Instantly, the junior bathroom mobilized. I guess hippies couldn’t always be at peace with the weather. All the girls started scrambling to get their massage oil back in their hemp bags so they could save their junior-spirit banners from the elements.
On her way out the door, Tracy cupped my elbow.
“J.B. doesn’t know a thing,” she said. “Probably best if we keep it that way — know what I mean?”
Then she and her friends scattered, taking their tempest outside. The only sign of life in the empty bathroom was the swinging door that led out to the hallway — the swinging door with J.B.’s face plastered on it.
Can’t a guy change?
The question still rang in my ears.

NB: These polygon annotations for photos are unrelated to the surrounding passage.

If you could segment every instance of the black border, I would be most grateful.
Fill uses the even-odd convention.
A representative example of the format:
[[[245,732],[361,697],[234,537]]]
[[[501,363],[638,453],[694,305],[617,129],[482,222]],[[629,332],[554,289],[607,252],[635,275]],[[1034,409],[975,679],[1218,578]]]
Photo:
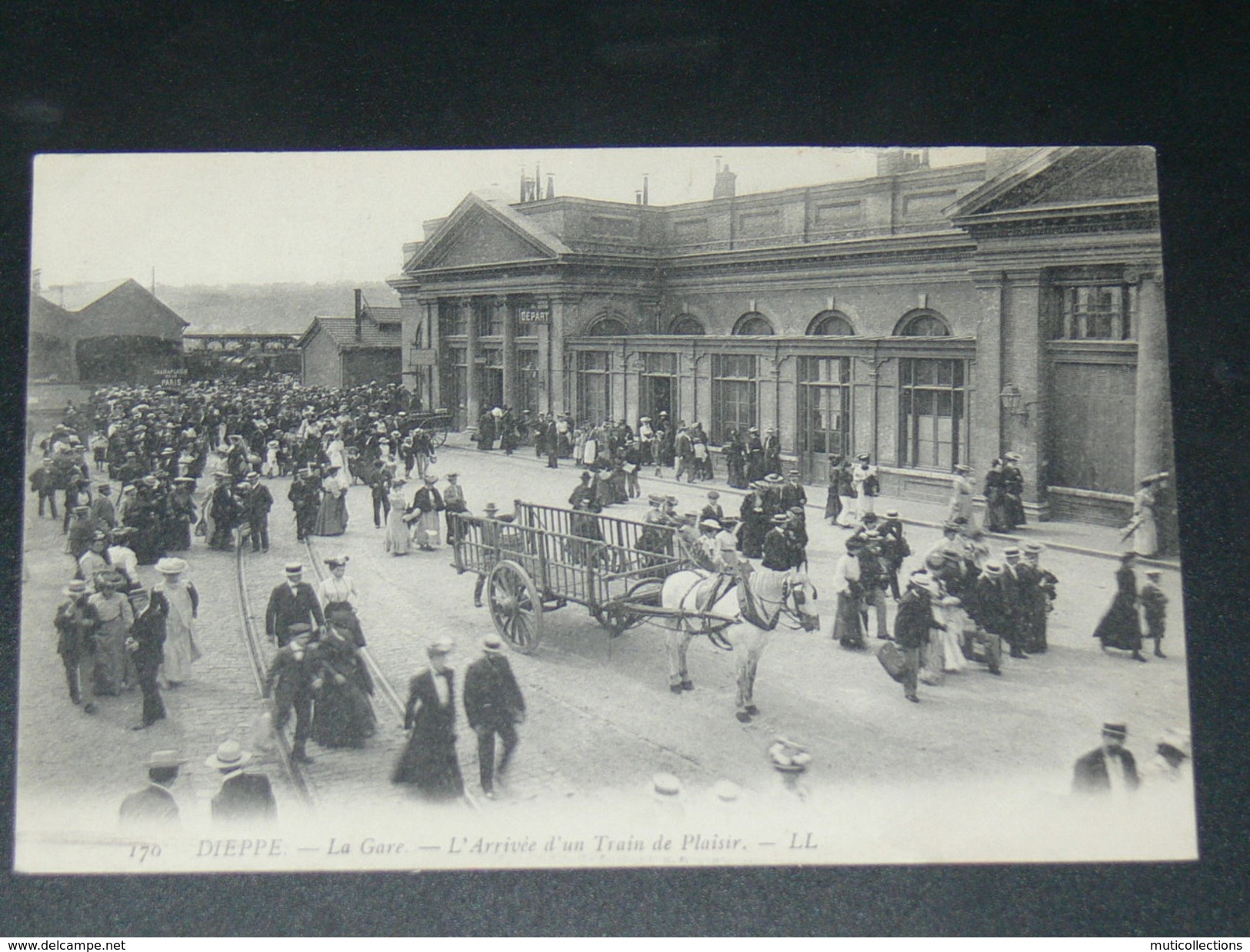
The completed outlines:
[[[12,877],[0,933],[1250,935],[1245,4],[332,4],[0,10],[0,347],[22,366],[30,157],[575,145],[1159,149],[1202,858],[1180,865]],[[0,375],[16,671],[20,374]],[[0,695],[11,865],[15,677]]]

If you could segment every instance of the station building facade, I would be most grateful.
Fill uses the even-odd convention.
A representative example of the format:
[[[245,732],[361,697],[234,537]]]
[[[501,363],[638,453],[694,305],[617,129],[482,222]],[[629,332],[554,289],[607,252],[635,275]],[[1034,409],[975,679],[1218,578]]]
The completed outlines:
[[[778,430],[805,481],[882,491],[1022,456],[1034,518],[1122,523],[1171,469],[1154,154],[990,150],[672,206],[470,194],[405,246],[402,374],[458,427],[510,405]],[[549,190],[550,194],[550,190]]]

But I’d heard that one too many times before. So I stood before the half-ripped poster and ran my hand over his face, the way they do in the movies to close the eyes of the dead.
Then, glancing around the empty hallway, I snatched it off the door, folded it neatly in half, and dropped it in the junior-class recycling bin. I wasn’t so far away from my own junior year that I’d forgotten how to voodoo.
CHAPTER Two THE VALOR OF MY TONGUE“ I have had the foulest day,” I said that evening, slipping my purple backpack off my shoulder and tossing it on the French window seat in Mike’s bedroom.
He was standing in the doorway, wringing out of his rain-soaked football jersey, but when I started skivvying out of my damp jeans — just slowly enough to give him a little show — I could see his reflection in the window perk right up to attention.
“Define foulest,” he said, taking a step toward me. The room was dark except for the warm glow of his bedside lamp and the diffused white light coming through the window from the golf club down below. Mike ran the back of his hand up the length of my leg and gave me a sexy half smile. “Food-poisoning-from-Waffle-House foul, or just slightly more dire than yesterday’s foulest day ever?”